CloudFlare's Nick Sullivan (who will speak at VB2014) was among many experts who were sceptical about the possibility of Heartbleed being used to obtain the holy grail: a server's private SSL signing keys. His company set up a vulnerable server and challenged the community to remotely read its private keys from memory. Much to their surprise, several people found the key. One researcher shared his method.
The only right thing to do if you are running a vulnerable (web) server is thus to revoke its SSL certificates. Unfortunately, some web browsers will happily let a user access the site, even when its certificate has been revoked. For some, however, this might be too late anyway: CBC reports that the Canada Revenue Agency has had social insurance numbers of 900 citizens stolen through a successful Heartbleed exploit.
The fact that anyone can look at OpenSSL's code (because it's open source), yet barely anyone did, has not gone unnoticed. John Levine writes that too many large organisations are using OpenSSL because it's free and aren't paying for code audits, while Dan Kaminsky laments that OpenSSL wasn't treated as the critical infrastructure it had become. Steve Marquess, who calls himself the "money guy" at OpenSSL, also says that the project needs a lot more funding to be able to do its job properly.
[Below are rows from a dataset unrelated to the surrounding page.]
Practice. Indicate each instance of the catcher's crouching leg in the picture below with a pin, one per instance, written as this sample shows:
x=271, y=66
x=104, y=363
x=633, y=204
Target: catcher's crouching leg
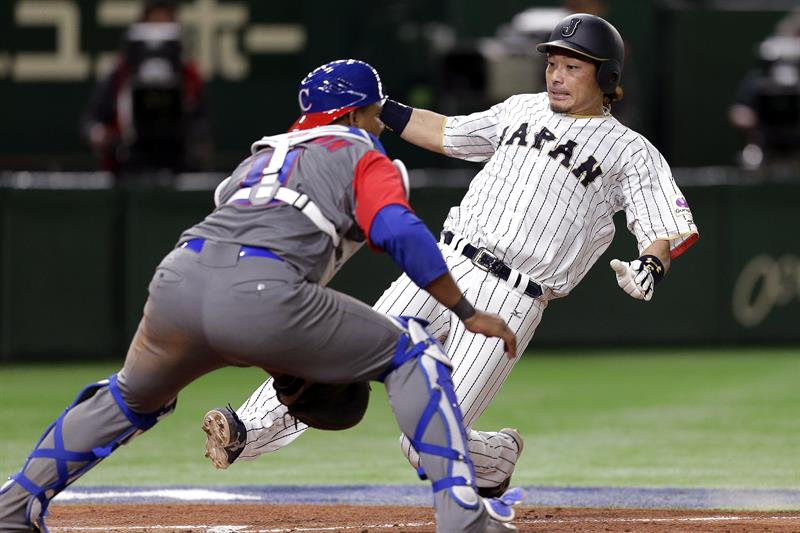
x=423, y=398
x=90, y=429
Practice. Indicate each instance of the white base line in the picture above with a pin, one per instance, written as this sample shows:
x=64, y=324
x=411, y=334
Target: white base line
x=246, y=528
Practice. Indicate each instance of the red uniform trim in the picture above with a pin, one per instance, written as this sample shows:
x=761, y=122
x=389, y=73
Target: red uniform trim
x=377, y=184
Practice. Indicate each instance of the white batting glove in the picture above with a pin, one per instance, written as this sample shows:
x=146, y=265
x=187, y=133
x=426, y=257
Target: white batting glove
x=634, y=278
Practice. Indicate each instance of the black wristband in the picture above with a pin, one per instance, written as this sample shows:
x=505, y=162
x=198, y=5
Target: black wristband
x=463, y=309
x=654, y=265
x=396, y=115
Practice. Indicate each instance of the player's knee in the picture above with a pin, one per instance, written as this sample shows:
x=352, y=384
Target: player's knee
x=142, y=397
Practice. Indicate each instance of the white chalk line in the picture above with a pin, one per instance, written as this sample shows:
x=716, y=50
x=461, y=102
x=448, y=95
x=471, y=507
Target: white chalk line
x=246, y=528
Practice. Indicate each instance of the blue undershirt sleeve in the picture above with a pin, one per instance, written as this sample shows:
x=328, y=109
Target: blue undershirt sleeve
x=402, y=235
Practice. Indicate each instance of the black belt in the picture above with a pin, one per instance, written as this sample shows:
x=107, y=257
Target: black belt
x=486, y=260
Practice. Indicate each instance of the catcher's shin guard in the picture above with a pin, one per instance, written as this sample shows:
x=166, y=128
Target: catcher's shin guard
x=89, y=430
x=436, y=430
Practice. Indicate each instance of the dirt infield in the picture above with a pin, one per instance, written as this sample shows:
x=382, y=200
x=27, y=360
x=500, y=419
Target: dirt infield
x=260, y=518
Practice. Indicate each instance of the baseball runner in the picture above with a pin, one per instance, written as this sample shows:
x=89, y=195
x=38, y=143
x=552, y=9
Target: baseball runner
x=533, y=222
x=246, y=287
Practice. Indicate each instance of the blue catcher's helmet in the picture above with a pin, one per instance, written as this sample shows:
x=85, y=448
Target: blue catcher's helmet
x=334, y=89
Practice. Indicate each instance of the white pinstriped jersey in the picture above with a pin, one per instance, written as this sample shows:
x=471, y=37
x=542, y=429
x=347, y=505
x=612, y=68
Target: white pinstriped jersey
x=544, y=201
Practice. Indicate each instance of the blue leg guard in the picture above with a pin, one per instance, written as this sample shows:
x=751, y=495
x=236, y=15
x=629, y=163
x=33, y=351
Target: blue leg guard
x=441, y=407
x=101, y=421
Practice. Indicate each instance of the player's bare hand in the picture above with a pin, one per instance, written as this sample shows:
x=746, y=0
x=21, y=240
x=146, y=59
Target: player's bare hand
x=493, y=326
x=634, y=278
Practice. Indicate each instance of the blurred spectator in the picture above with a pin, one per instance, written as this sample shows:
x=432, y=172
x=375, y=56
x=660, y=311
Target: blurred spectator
x=506, y=64
x=148, y=115
x=766, y=106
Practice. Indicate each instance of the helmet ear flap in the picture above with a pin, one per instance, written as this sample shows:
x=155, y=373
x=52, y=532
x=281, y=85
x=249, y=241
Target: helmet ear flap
x=609, y=75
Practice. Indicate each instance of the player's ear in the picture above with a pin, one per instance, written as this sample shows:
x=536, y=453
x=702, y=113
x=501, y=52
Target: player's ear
x=352, y=118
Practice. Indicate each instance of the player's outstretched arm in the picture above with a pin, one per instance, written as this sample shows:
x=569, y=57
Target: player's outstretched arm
x=639, y=277
x=417, y=126
x=446, y=292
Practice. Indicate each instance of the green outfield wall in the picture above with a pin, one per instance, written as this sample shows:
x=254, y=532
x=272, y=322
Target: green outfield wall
x=75, y=264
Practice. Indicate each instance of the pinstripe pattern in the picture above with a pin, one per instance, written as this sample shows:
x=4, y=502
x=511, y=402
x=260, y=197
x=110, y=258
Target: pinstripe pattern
x=529, y=208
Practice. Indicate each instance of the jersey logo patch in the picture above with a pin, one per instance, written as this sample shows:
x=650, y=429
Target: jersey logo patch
x=570, y=29
x=680, y=207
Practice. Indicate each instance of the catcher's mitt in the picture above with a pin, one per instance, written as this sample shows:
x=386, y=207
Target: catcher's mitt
x=323, y=406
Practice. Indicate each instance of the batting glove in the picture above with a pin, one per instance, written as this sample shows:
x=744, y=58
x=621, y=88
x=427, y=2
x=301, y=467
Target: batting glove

Of course, the fact that the vulnerability wasn't publicly disclosed until recently doesn't mean that no one had found it. The vulnerability was introduced in March 2012 and Bloomberg cites two anonymous sources who claim the NSA knew about it all the time and had used it regularly to gather critical intelligence - something the NSA subsequently denied.
A silver lining to Heartbleed might be that it will prompt many organisations to improve the security of their servers. F-Secure's Jarno Niemela suggests you review your config standards, while Sophos's Paul Ducklin looks at whether two-factor authentication would have helped.
Heartbleed isn't just a server-side problem though. Clients that run OpenSSL are also vulnerable if they connect to malicious servers, a point made by Rob VandenBrink of the SANS Internet Storm Center, who also lists some applications that use the OpenSSL library.
Finally, no threat is too serious to make jokes about. Xkcd dedicated two comics to the subject, while Graham Cluley posted a new variant of an old joke.